Dublin City University has launched the 2021 STInt (STEM Teacher Internship) Programme which will provide pre-service STEM (Science, Technology, Engineering and Maths) teachers with the opportunity to gain skills and experiences within the STEM Industry.
The programme, which is now in its sixth year was developed together with Accenture and the 30% Club in 2016 with the overall aim of providing future STEM teachers with a personal experience of STEM roles and careers in the industry. This, in turn, will empower them to inspire future generations of their own students, particularly female students, to engage in STEM subjects and careers.
The programme is led by two DCU STEM Education academics, Associate Professor Eilish McLoughlin, Director of CASTeL and an international leader in physics teacher professional learning and Professor Deirdre Butler who specialises in Digital Learning.

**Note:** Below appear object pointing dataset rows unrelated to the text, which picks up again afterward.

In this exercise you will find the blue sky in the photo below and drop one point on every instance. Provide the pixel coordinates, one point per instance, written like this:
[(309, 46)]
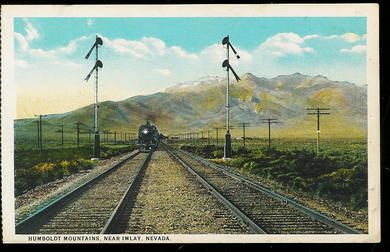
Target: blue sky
[(146, 55)]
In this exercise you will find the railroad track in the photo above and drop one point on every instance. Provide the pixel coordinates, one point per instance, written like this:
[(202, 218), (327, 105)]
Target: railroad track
[(263, 210), (91, 207), (167, 199)]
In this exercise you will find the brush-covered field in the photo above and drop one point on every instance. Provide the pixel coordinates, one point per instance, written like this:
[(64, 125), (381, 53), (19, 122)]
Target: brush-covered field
[(33, 167), (337, 173)]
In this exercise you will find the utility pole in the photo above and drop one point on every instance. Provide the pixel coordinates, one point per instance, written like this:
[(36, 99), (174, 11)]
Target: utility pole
[(269, 121), (318, 111), (62, 134), (38, 135), (217, 134), (244, 125), (98, 63), (40, 141), (78, 134), (228, 145)]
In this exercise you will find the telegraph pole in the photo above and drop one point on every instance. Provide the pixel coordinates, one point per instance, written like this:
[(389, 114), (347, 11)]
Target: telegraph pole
[(269, 121), (318, 111), (217, 134), (62, 134), (78, 134), (98, 63), (38, 135), (244, 125), (39, 127), (228, 145)]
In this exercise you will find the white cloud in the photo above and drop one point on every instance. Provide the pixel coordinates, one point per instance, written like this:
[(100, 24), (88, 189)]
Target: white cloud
[(311, 36), (358, 49), (23, 43), (285, 43), (51, 53), (156, 44), (147, 47), (182, 53), (32, 32), (21, 63), (331, 37), (90, 22), (350, 37), (163, 71)]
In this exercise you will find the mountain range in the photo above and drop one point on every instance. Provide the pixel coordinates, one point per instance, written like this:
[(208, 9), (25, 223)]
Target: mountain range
[(200, 105)]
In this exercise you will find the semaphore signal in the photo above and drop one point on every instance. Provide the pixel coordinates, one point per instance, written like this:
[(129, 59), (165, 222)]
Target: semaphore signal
[(269, 121), (228, 145), (98, 64), (318, 111), (243, 126)]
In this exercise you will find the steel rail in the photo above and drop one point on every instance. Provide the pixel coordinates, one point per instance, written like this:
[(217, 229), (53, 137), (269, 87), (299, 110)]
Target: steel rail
[(112, 223), (236, 211), (34, 221), (306, 210)]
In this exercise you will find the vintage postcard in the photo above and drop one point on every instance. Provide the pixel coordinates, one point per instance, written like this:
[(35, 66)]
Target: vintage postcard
[(190, 123)]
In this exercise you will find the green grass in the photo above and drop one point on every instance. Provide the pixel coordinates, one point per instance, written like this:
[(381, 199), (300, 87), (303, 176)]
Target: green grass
[(33, 168), (338, 172)]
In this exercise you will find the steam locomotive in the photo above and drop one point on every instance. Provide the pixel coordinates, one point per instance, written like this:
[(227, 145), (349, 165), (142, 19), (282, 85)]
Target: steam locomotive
[(148, 137)]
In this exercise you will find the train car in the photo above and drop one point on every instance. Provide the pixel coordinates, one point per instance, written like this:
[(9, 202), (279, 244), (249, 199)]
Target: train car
[(148, 137)]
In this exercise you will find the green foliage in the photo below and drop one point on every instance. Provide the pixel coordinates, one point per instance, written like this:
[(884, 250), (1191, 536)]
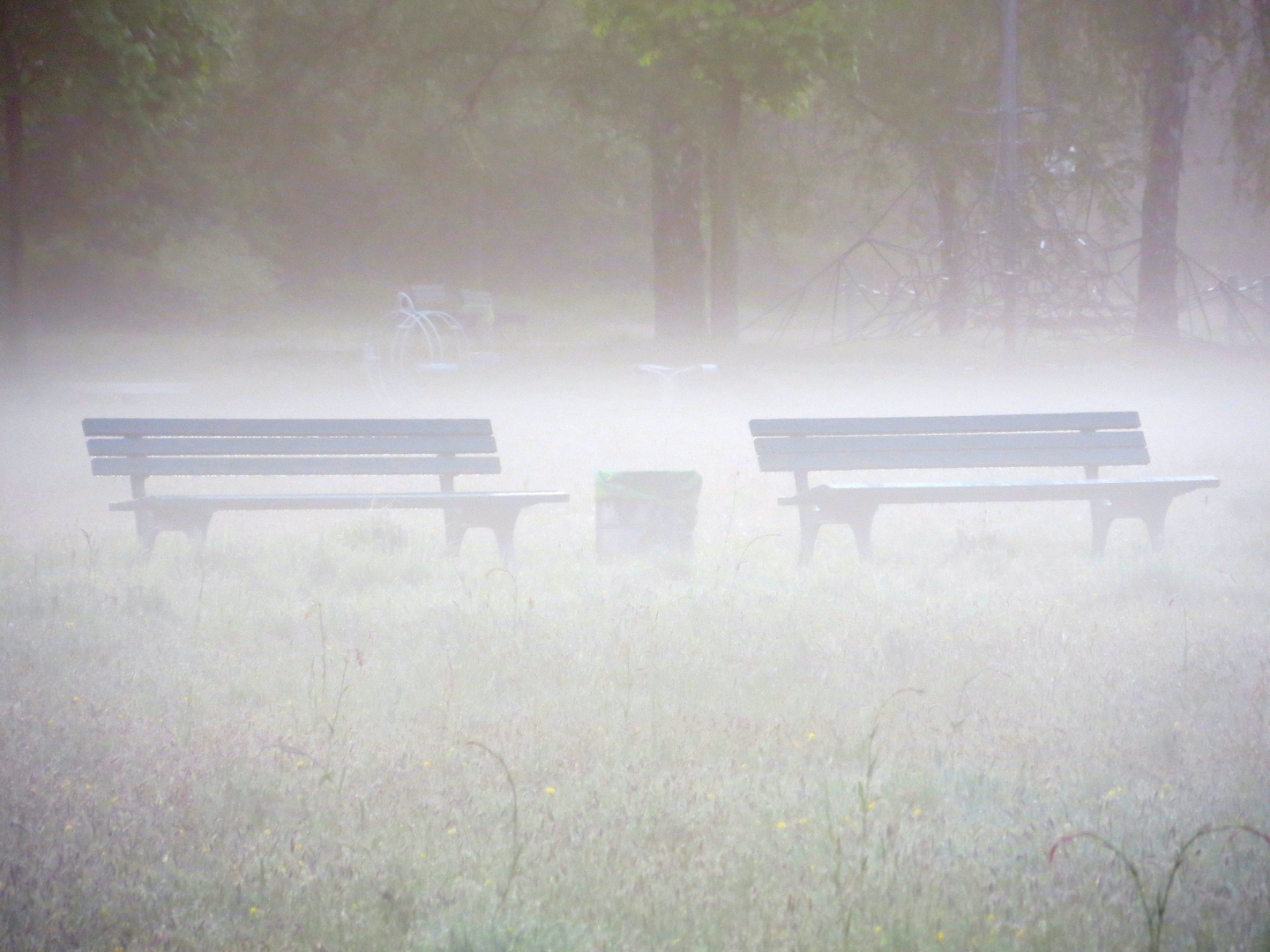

To date, the programme has provided 70 DCU STEM teachers with a 12-week experience across 24 of Ireland’s leading companies. This flagship programme is supported by an education-industry collaboration that is strongly committed to supporting innovative and creative approaches to STEM education in Ireland.
The STInt programme has received strategic partnership funding from Science Foundation Ireland Discover to expand and enable pre-service STEM teachers from other universities to engage in internships in a wide range of industries across Ireland. Although the 2020 programme was impacted by Covid-19 restrictions, 16 paid-internships proceeded on a remote working basis in eight participating companies Accenture, Alexion, Ericsson, Intel, Microsoft, SSE Airtricity, Takeda and Xilinx.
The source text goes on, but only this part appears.